Tras pensarlo un momento, dijo:

—El teletrasporta. Debo suplicarte que lo uses. La otra caja debe estar en Roma en ese día, eso ya lo sé.

Hera se puso en pie y lo observó con mirada seria.

—Podrías morir. Podríais morir los dos.

—Me da igual —dijo—. Todos somos uno. Lo siento, están en mi mente. En mi mente ardo en la pira. Tienes los medios para hacerme regresar. Así que tengo que hacerlo.

El humo le había llenado los pulmones y comenzaba a ahogarlo para cuando el fuego le llegó a los pies. El dolor inundó su consciencia y la arrasó hasta que no quedó nada salvo él, y estuvo a punto de desmayarse. Si hubiera podido contener el aliento se habría desmayado, pero no pudo. Sus pies estaban empezando a prender.

Entonces, a través del humo, vio que la masa de rostros distorsionados se abría bajo el impacto de un hombre montado a caballo y el rugido de la muchedumbre se transformaba en un grito. El círculo de dominicos que protegía la pira cerró filas para repeler al invasor, oculto detrás de un yelmo, pero todos ellos sabían lo que pasa cuando un caballo choca con un hombre a pie, así que antes de que los alcanzara se dispersaron y echaron a correr. El caballo se encabritó y corcoveó delante del fuego y luego desapareció detrás de Galileo. Algo impactó con las cadenas que lo maniataban y, al instante, la temperatura del hierro aumentó. Entonces el jinete lo agarró por la cintura, lo subió al nervioso caballo y lo arrojó sobre la silla, delante de él. Al parecer, los pies seguían encadenados a la pira, pues el tirón estuvo a punto de descoyuntárselos. Pero al final se soltaron y su cuerpo rebotó como un saco sobre las flexibles ancas del caballo. A su alrededor todo se desdibujó en una confusa sucesión de maldiciones y gritos, de un caballo que retorcía el flanco y de una espada que destellaba en medio del humo. Su salvador gritó con más fuerza que todos ellos mientras dominaba al animal y salía de allí como una exhalación. Vislumbró la parte inferior del rostro bajo el yelmo, una boca cuadrada, enrojecida por la furia y cubierta de barba. Justo antes de perder la consciencia pensó: «Al menos he muerto pensando que me salvaba yo mismo».
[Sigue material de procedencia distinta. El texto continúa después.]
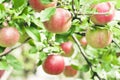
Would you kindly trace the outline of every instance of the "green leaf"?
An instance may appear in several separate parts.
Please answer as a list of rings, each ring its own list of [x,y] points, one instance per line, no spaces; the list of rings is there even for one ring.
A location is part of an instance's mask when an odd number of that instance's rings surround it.
[[[4,7],[3,4],[0,4],[0,10],[1,10],[1,11],[5,11],[5,7]]]
[[[49,4],[52,0],[39,0],[41,1],[43,4]]]
[[[40,60],[45,60],[46,59],[46,57],[47,57],[47,55],[46,55],[46,53],[44,53],[44,52],[39,52],[39,58],[40,58]]]
[[[118,9],[120,9],[120,0],[117,0],[117,2],[116,2],[116,7],[117,7]]]
[[[0,3],[4,2],[5,0],[0,0]]]
[[[40,19],[42,22],[48,21],[52,15],[55,14],[56,8],[50,7],[46,8],[40,13]]]
[[[0,53],[2,53],[5,50],[5,47],[0,46]]]
[[[35,54],[35,53],[37,53],[37,51],[38,51],[37,48],[32,46],[32,48],[29,50],[29,53]]]
[[[14,57],[12,55],[7,55],[6,59],[7,59],[7,63],[10,66],[12,66],[15,70],[21,70],[21,69],[23,69],[21,63],[17,60],[16,57]]]
[[[40,33],[34,27],[25,27],[26,33],[35,41],[40,41]]]
[[[10,68],[9,64],[5,60],[0,61],[0,70],[8,70]]]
Y volvió en sí en la bodega de la casa del conde de Trento, en Costozza, gimiendo. Le dolía todo el cuerpo. Sus compañeros seguían en el suelo.

—¡Signor Galilei! ¡Domino Galilei, por favor, por favor! ¡Despertad!

—¿Qua…? ¿Qua…?

Su boca se negaba a formar las palabras. No era capaz de enfocar la mirada. Lo arrastraban por los brazos sobre el áspero suelo y sentía cómo se arañaba las posaderas sobre las losas como desde muy lejos, mientras oía los gemidos de alguien, amortiguados como si llegaran desde detrás de una pared. Quería hablar pero no podía. Los gemidos eran suyos.

Entonces oyó la voz de Hera en su oído mientras contemplaba la devastada ladera de lo aferrado a su brazo, tendido sobre el banco.

—Moriste en el suelo de la bodega aquella primera vez, junto con tus dos compañeros. Ahora sacaremos el cuerpo muerto de allí y volveremos a dejarlo en la pira para llenar tu ausencia en la alternativa de las llamas. Aquí en Costozza, el Galileo rescatado sobrevivirá al trauma y seguirá viviendo. Pero debes entender una cosa: siempre habrá este pequeño remolino en ti, entre los mundos.

—Entonces ¿voy a volver a vivir?

—Sí.

Galileo gimió.

—¿Es necesario que lo sepa? —preguntó—. ¿Puedes hacerme olvidar?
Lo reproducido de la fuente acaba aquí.